Carey v. Apfel, 97-CV-6261L.

Decision Date21 May 1998
Docket NumberNo. 97-CV-6261L.,97-CV-6261L.
CourtU.S. District Court — Western District of New York
PartiesCarol CAREY, Plaintiff, v. Kenneth APFEL, Commissioner of the Social Security Administration,<SMALL><SUP>1</SUP></SMALL> Defendant.

James R. Sullivan, Fulreader, Rosenthal, Sullivan, Clifford, Santoro & Kaul, Rochester, NY, for Carol Carey.
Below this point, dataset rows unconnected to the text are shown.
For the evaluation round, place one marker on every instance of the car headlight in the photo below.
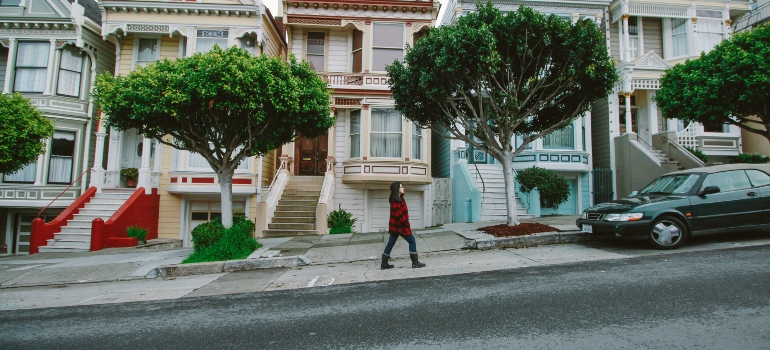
(623, 217)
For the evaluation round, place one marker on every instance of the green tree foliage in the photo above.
(493, 76)
(225, 105)
(730, 84)
(554, 189)
(23, 131)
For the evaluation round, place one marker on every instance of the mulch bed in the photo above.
(524, 229)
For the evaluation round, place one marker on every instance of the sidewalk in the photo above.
(122, 264)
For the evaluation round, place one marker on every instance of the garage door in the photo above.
(379, 209)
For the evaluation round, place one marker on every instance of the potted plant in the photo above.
(130, 174)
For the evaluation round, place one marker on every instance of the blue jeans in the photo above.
(392, 241)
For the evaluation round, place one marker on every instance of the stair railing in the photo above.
(62, 192)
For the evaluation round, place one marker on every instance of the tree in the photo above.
(225, 105)
(493, 76)
(730, 84)
(23, 131)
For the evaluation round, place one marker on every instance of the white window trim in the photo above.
(371, 50)
(135, 54)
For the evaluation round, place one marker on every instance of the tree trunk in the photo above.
(510, 188)
(226, 189)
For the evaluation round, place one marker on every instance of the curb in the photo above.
(230, 266)
(536, 239)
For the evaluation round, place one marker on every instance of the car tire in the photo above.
(667, 232)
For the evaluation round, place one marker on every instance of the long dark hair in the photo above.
(395, 196)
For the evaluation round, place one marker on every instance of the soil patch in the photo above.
(518, 230)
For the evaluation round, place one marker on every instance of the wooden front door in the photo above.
(310, 156)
Anne VanGraafeiland, Asst. U.S. Atty., Rochester, NY, for John J. Callahan, Commissioner of Social Security, Kenneth S. Apfel, Commissioner of Social Security.

DECISION AND ORDER

LARIMER, Chief Judge.

INTRODUCTION

This is an action brought pursuant to 42 U.S.C. § 405(g) to review the final determination of the Commissioner of the Social Security Administration that plaintiff was not disabled, and therefore, was not entitled to disability benefits. This Court finds that the Commissioner's decision was not supported by substantial evidence and accordingly remands the matter to the Commissioner for further administrative proceedings.

PROCEDURAL BACKGROUND

Plaintiff Carol Carey ("Carey") was born on October 31, 1956 and is presently forty-one years old. (T. 53).2 On January 19, 1994 Carey applied for Social Security disability benefits. (T. 53-56). She claimed that she was unable to work since November 10, 1993 due to congenital scoliosis. (T. 85). The Social Security Administration ("SSA") denied her applications initially and upon reconsideration. Plaintiff requested a hearing before an Administrative Law Judge ("ALJ") and it was held on March 22, 1995.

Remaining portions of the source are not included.